October 15, 2012
Britt S. Livak et al. Open AIDS J 2012; 6(Suppl 1: M6):142-8. Read the abstract.
The role of anal intercourse in HIV transmission among heterosexuals is understudied, despite evidence that many women, including those most at risk for HIV acquisition, engage in anal sex. According to one recent study, approximately 9% of women in the general U.S. population had anal sex within the past 12 months, and in a national probability sample, a third of the women aged 20 to 44 reported ever having anal sex.
Other data find that anal sex, particularly among injection drug users, was associated with additional risks for sexually transmitted infections (STIs). Less is known about specific sexual practices, such as anal sex, among non-injecting women, such as those living in inner cities in poverty.
This study from the Chicago Department of Health piggybacks on the recruitment of participants in a CDC study of people at risk for HIV in 21 cities across the U.S. To make sense of the study results, it is important to understand who exactly was recruited. The study involves identification of geographic areas considered higher-risk for heterosexual HIV transmission based on HIV prevalence and poverty level. People frequenting venues (convenience stores, laundromats, street corridors, etc.) within a selection of these areas were recruited and surveyed.
Of the 1,101 people approached, 851 consented; 48% were women. The mean age of women participating in the study was 31.7 years; the majority were black (82%) and had an annual income less than $10,000 (81%). Over the past year, 15% were homeless and 11% had been arrested and detained for over 24 hours. Excluding five who reported injection drug use, 87% reported unprotected vaginal sex and 17% reported anal sex (for 86% of those women, the anal sex was unprotected) in the past 12 months.
Rapid HIV testing was accepted by 381 (94%) of the women in the study; seven (1.86%) were positive, with no major difference in positivity rates between those with and without a history of anal sex.
In a multivariable analysis of factors associated with anal sex (adjusted for age and having had unprotected vaginal intercourse in the past 12 months), three variables were independently correlated with anal intercourse in the past 12 months: having three or more sex partners in the past 12 months (OR 3.27, 95% CI, 1.53-6.99), self-reported STI diagnosis in the past 12 months (OR 2.13, 95% CI, 1.06-4.26) and having had vaginal or anal intercourse for the first time before the age of 15 (OR 2.23, 95% CI, 1.28-3.89).
The prevalence of these and other STI risk factors in this sample -- including concurrency, prior diagnosis with STIs, illicit substance abuse and alcohol abuse -- was striking. Moreover, almost 90% of participants reported they had neither been exposed to nor utilized HIV prevention services over the previous year.
Importantly, the authors draw attention not only to the potential use of their data to profile women who may have higher risk of HIV acquisition via anal sex, but also to the structural factors they discovered that likely promote HIV/STI transmission in these women. Such structural factors include endemic homelessness, unemployment, low education attainment and incarceration.
Remedies for these social ills are a challenge to develop. Unlike interventions that target individual behavior, those addressing the structures that exist in a community may be difficult to apply and test. However, a greater obstacle to minimizing the effects of poverty, discrimination and similar forces is a failure to acknowledge their existence and a lack of willingness to take meaningful action to mitigate their toxic effects.
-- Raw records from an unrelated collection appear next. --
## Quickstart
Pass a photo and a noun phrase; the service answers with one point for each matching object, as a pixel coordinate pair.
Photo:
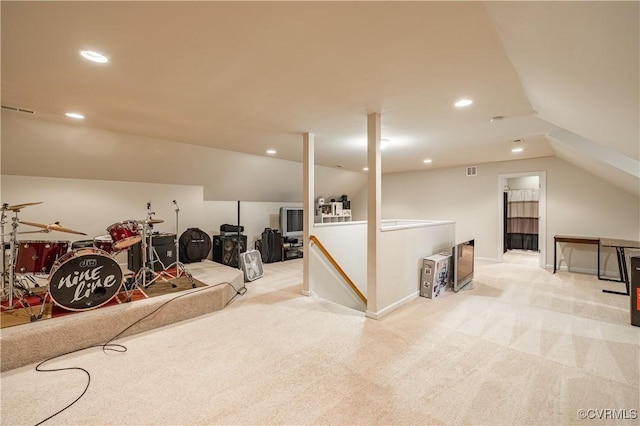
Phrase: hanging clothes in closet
(522, 219)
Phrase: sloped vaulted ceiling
(249, 76)
(579, 65)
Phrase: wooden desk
(620, 245)
(574, 240)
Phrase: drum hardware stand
(12, 286)
(179, 266)
(140, 279)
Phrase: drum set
(81, 275)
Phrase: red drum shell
(38, 257)
(85, 279)
(104, 242)
(124, 234)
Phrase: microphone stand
(180, 268)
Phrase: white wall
(32, 146)
(91, 206)
(577, 204)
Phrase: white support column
(374, 219)
(308, 206)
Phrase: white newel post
(308, 207)
(374, 220)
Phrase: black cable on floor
(108, 346)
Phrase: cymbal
(21, 206)
(53, 227)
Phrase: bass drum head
(84, 279)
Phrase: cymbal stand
(141, 275)
(3, 221)
(12, 287)
(181, 270)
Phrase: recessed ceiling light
(463, 103)
(94, 56)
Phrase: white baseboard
(392, 307)
(614, 275)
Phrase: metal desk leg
(622, 268)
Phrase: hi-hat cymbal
(20, 206)
(53, 227)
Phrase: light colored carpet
(524, 347)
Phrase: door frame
(542, 213)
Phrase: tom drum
(124, 234)
(104, 242)
(38, 257)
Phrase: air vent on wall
(17, 109)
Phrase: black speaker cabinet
(271, 246)
(635, 290)
(225, 248)
(164, 247)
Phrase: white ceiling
(249, 76)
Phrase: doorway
(522, 209)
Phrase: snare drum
(104, 242)
(37, 257)
(84, 279)
(124, 234)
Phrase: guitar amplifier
(225, 248)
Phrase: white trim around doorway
(542, 218)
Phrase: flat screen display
(294, 220)
(463, 264)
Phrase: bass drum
(84, 279)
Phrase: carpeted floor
(525, 346)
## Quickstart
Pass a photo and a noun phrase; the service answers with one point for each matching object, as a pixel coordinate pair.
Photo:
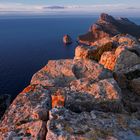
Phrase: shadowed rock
(64, 124)
(108, 26)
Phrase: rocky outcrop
(64, 124)
(5, 100)
(108, 26)
(93, 96)
(67, 39)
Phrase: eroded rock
(67, 39)
(64, 124)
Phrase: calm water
(26, 45)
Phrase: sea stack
(94, 96)
(67, 39)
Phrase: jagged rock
(64, 124)
(116, 61)
(84, 52)
(104, 95)
(56, 73)
(135, 85)
(61, 72)
(28, 131)
(5, 100)
(84, 99)
(67, 39)
(92, 52)
(107, 26)
(26, 114)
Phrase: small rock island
(95, 96)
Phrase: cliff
(96, 95)
(108, 26)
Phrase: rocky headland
(95, 96)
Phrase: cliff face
(93, 96)
(108, 26)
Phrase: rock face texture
(95, 96)
(4, 103)
(67, 39)
(108, 26)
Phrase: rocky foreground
(95, 96)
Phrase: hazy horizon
(73, 7)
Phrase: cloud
(82, 9)
(54, 7)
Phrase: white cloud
(19, 7)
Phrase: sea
(27, 43)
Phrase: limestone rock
(65, 124)
(67, 39)
(104, 95)
(117, 61)
(108, 26)
(92, 52)
(5, 100)
(29, 109)
(135, 85)
(61, 72)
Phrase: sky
(71, 6)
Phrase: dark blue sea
(27, 43)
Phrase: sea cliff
(94, 96)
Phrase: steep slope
(108, 26)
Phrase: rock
(93, 96)
(26, 114)
(5, 100)
(61, 72)
(67, 39)
(92, 52)
(108, 26)
(135, 85)
(116, 61)
(104, 95)
(30, 130)
(57, 73)
(84, 52)
(65, 124)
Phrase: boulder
(135, 85)
(108, 26)
(67, 39)
(92, 52)
(27, 113)
(116, 61)
(104, 95)
(5, 100)
(64, 124)
(59, 73)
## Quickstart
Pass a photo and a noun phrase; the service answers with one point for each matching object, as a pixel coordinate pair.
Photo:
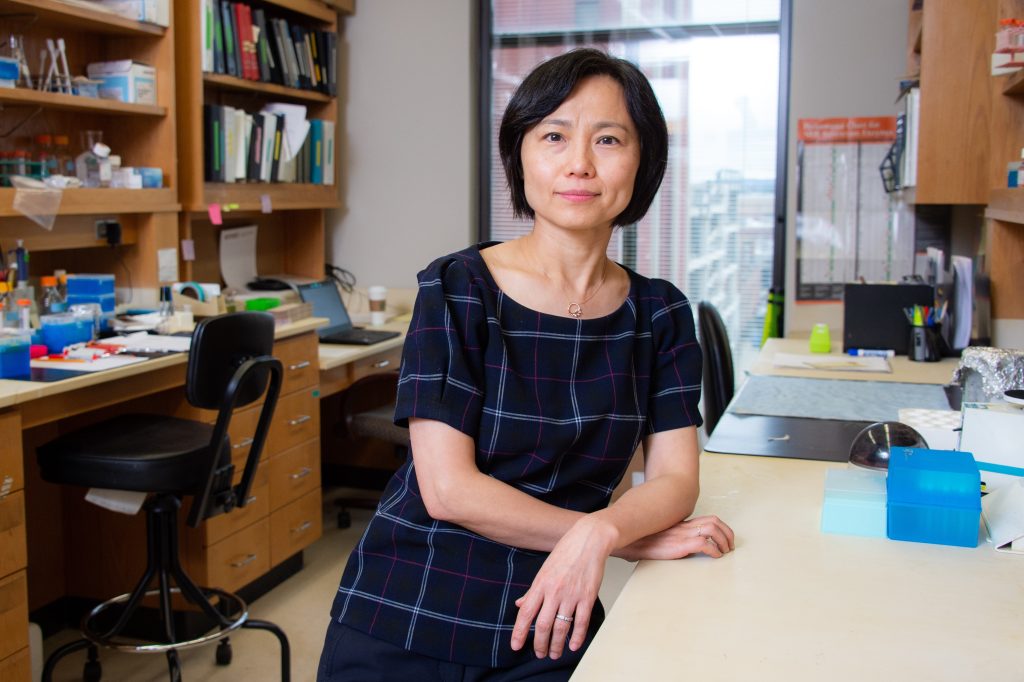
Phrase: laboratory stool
(229, 366)
(367, 412)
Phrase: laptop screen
(327, 303)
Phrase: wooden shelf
(312, 8)
(284, 197)
(235, 83)
(1014, 85)
(26, 97)
(343, 6)
(1007, 205)
(82, 16)
(98, 202)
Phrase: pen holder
(924, 346)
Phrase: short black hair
(549, 85)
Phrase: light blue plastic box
(90, 284)
(855, 503)
(934, 497)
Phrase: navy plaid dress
(556, 408)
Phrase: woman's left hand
(561, 597)
(697, 535)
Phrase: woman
(532, 371)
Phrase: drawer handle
(245, 562)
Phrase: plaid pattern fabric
(556, 407)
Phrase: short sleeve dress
(556, 408)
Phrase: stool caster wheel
(174, 666)
(92, 671)
(224, 652)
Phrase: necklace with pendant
(576, 309)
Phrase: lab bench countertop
(795, 603)
(333, 355)
(904, 370)
(17, 392)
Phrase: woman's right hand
(697, 535)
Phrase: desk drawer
(294, 473)
(12, 549)
(16, 668)
(295, 526)
(219, 527)
(11, 477)
(13, 613)
(241, 558)
(299, 357)
(384, 361)
(295, 421)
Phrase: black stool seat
(140, 453)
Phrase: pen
(870, 352)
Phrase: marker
(870, 352)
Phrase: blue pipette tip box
(934, 496)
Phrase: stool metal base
(121, 644)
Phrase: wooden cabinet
(231, 550)
(13, 586)
(143, 135)
(972, 126)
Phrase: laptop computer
(795, 437)
(327, 303)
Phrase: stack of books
(255, 45)
(254, 147)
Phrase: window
(715, 67)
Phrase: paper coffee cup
(378, 305)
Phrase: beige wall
(847, 59)
(408, 152)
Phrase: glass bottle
(52, 300)
(5, 307)
(92, 166)
(61, 150)
(45, 156)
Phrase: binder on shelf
(230, 65)
(328, 152)
(316, 152)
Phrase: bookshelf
(140, 134)
(972, 126)
(296, 207)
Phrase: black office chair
(229, 366)
(718, 379)
(367, 412)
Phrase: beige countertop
(904, 370)
(794, 603)
(16, 392)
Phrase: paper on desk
(823, 361)
(296, 126)
(963, 301)
(1004, 513)
(142, 342)
(109, 363)
(238, 256)
(123, 502)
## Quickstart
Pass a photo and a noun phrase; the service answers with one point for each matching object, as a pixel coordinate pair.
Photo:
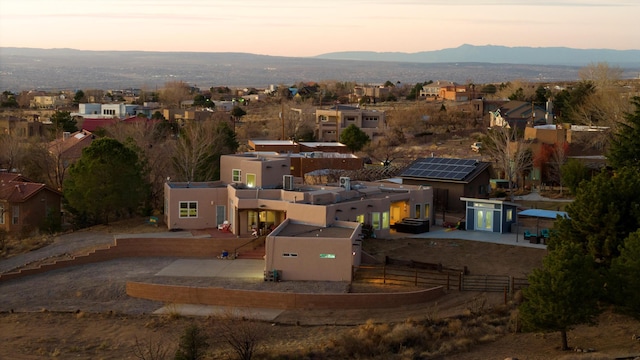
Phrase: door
(484, 220)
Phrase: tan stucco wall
(207, 199)
(307, 264)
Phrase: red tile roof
(16, 188)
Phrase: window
(221, 213)
(236, 175)
(15, 215)
(509, 214)
(385, 220)
(251, 180)
(375, 220)
(188, 209)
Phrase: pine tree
(106, 181)
(624, 148)
(192, 344)
(563, 293)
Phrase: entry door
(484, 220)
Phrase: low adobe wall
(277, 300)
(210, 248)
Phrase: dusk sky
(308, 28)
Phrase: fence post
(505, 295)
(511, 285)
(384, 274)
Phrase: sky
(302, 28)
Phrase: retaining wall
(138, 247)
(276, 300)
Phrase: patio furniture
(533, 238)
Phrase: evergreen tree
(563, 293)
(193, 344)
(625, 280)
(605, 211)
(624, 147)
(107, 181)
(354, 138)
(573, 172)
(63, 121)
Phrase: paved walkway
(516, 239)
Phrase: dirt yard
(88, 327)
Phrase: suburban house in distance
(445, 90)
(307, 157)
(331, 122)
(25, 205)
(451, 180)
(519, 114)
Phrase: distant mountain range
(50, 69)
(500, 55)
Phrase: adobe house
(451, 179)
(332, 121)
(24, 204)
(313, 231)
(259, 190)
(300, 251)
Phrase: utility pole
(282, 117)
(337, 123)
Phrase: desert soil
(84, 313)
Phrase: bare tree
(152, 147)
(243, 335)
(11, 151)
(198, 148)
(509, 153)
(557, 158)
(152, 348)
(388, 149)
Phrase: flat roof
(304, 230)
(547, 214)
(196, 185)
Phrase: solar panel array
(441, 168)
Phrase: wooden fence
(450, 280)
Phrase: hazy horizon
(299, 29)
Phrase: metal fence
(450, 280)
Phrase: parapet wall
(277, 300)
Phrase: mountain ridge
(63, 68)
(499, 54)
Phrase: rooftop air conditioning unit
(287, 182)
(345, 182)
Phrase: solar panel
(441, 168)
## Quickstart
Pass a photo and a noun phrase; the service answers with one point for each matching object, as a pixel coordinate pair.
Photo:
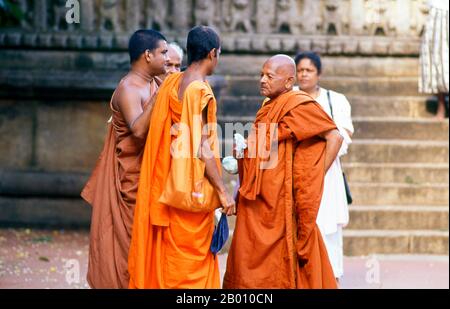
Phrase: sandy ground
(44, 259)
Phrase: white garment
(439, 4)
(333, 212)
(333, 209)
(335, 249)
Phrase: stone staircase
(398, 165)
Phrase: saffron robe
(111, 190)
(170, 247)
(276, 242)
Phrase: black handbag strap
(329, 103)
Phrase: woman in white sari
(333, 212)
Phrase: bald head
(277, 76)
(282, 64)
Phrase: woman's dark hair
(201, 40)
(314, 57)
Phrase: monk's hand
(228, 203)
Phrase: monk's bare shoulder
(127, 92)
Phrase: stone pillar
(357, 17)
(265, 18)
(133, 15)
(87, 22)
(40, 15)
(181, 13)
(401, 16)
(311, 17)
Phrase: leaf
(44, 239)
(44, 259)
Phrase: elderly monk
(175, 55)
(276, 242)
(180, 184)
(112, 188)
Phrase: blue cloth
(220, 235)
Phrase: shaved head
(277, 76)
(282, 64)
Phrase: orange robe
(276, 242)
(111, 190)
(170, 247)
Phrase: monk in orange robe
(180, 184)
(276, 242)
(112, 187)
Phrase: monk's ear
(290, 82)
(148, 56)
(212, 54)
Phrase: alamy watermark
(73, 12)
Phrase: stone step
(44, 212)
(367, 242)
(397, 151)
(383, 86)
(398, 173)
(377, 127)
(400, 128)
(398, 218)
(387, 106)
(362, 106)
(399, 194)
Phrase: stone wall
(381, 27)
(56, 79)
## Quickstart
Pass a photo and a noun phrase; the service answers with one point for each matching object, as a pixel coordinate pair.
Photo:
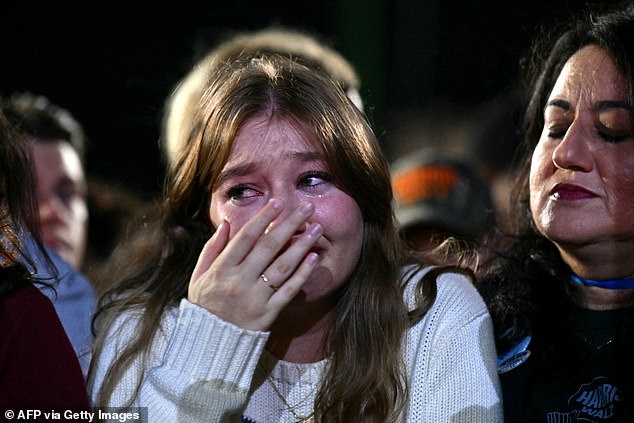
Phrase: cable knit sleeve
(451, 358)
(199, 368)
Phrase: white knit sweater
(203, 369)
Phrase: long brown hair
(365, 374)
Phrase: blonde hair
(184, 100)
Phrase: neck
(299, 337)
(596, 298)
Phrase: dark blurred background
(113, 63)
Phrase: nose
(573, 152)
(291, 203)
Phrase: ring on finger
(267, 281)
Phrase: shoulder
(454, 290)
(27, 302)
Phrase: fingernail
(316, 230)
(312, 258)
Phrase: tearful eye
(241, 193)
(314, 179)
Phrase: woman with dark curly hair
(562, 293)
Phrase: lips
(570, 192)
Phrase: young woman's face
(582, 172)
(278, 159)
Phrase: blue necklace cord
(624, 283)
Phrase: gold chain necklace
(300, 417)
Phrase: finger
(283, 267)
(212, 248)
(247, 236)
(270, 245)
(289, 290)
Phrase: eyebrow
(245, 168)
(601, 105)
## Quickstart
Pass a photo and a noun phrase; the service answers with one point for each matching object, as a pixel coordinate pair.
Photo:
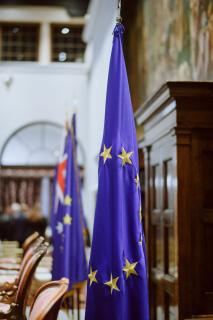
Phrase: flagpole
(119, 18)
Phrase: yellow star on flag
(68, 200)
(106, 154)
(125, 156)
(112, 283)
(92, 276)
(67, 219)
(137, 180)
(130, 268)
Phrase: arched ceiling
(75, 8)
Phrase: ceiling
(75, 8)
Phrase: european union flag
(69, 255)
(117, 286)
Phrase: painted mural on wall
(178, 41)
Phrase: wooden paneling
(178, 147)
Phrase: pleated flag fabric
(69, 254)
(117, 280)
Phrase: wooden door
(162, 237)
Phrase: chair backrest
(29, 253)
(48, 300)
(29, 241)
(26, 278)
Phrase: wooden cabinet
(178, 148)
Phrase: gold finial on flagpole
(119, 18)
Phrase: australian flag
(117, 284)
(68, 255)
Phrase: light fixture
(65, 30)
(62, 56)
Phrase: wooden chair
(17, 310)
(30, 241)
(48, 300)
(14, 279)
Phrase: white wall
(41, 93)
(46, 92)
(99, 51)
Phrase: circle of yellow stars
(67, 219)
(124, 156)
(129, 269)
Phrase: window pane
(19, 42)
(67, 45)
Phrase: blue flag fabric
(69, 255)
(117, 284)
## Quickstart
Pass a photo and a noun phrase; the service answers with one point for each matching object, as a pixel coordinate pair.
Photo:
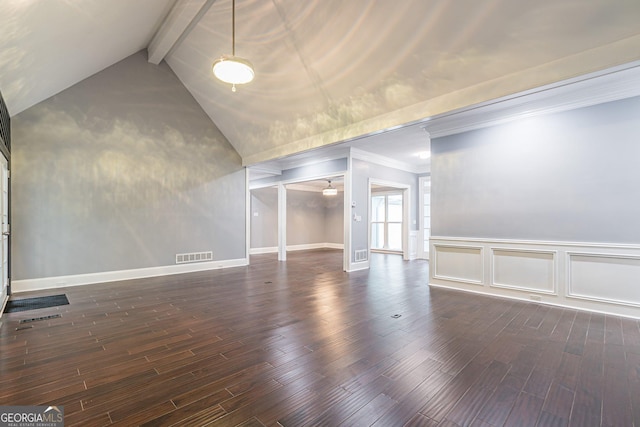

The current political debate on the role of government, which is uniquely able to intervene on a scale necessary to affect significant change, makes it clear that many in the U.S. do not believe we should be righting these wrongs. Until the scales tip more in favor of such action, we will continue to see grim reports such as this reminding us of the cost of inaction.
Van N. Selby et al. AIDS 2012, 26:1967-9. Read the abstract.
Pulmonary artery hypertension, a dangerous complication of HIV infection, is challenging to diagnose. Typically, the workup starts with a doppler echocardiogram. However, in a study from San Francisco, echocardiography was found to be insensitive for detection of pulmonary artery hypertension when compared to the gold standard of right heart catheterization.
The study was conducted among a cohort of 422 HIV-infected patients who underwent a research cardiac echo. Of these, 129 had an estimated pulmonary artery systolic pressure of 30 mmHg or more (an established upper limit of normal). They were all offered right heart catheterization; 76 accepted (80% male, median age 52 years).
While the pulmonary artery pressures estimated by the doppler echocardiography and the heart catheterization were generally correlated, the echo tended to overestimate pressures overall, but underestimate pressures when values were high. This meant that for 14 patients who were determined by right heart catheterization to have pulmonary artery hypertension (pressure >35 mmHg), five were missed by echocardiography.
These concerning results mirror those from studies of uninfected patients. HIV clinicians should take note of the limits of echocardiography and appreciate that when pulmonary artery hypertension is on the differential, a negative echo does not rule out the diagnosis. Only heart catheterization can be conclusive.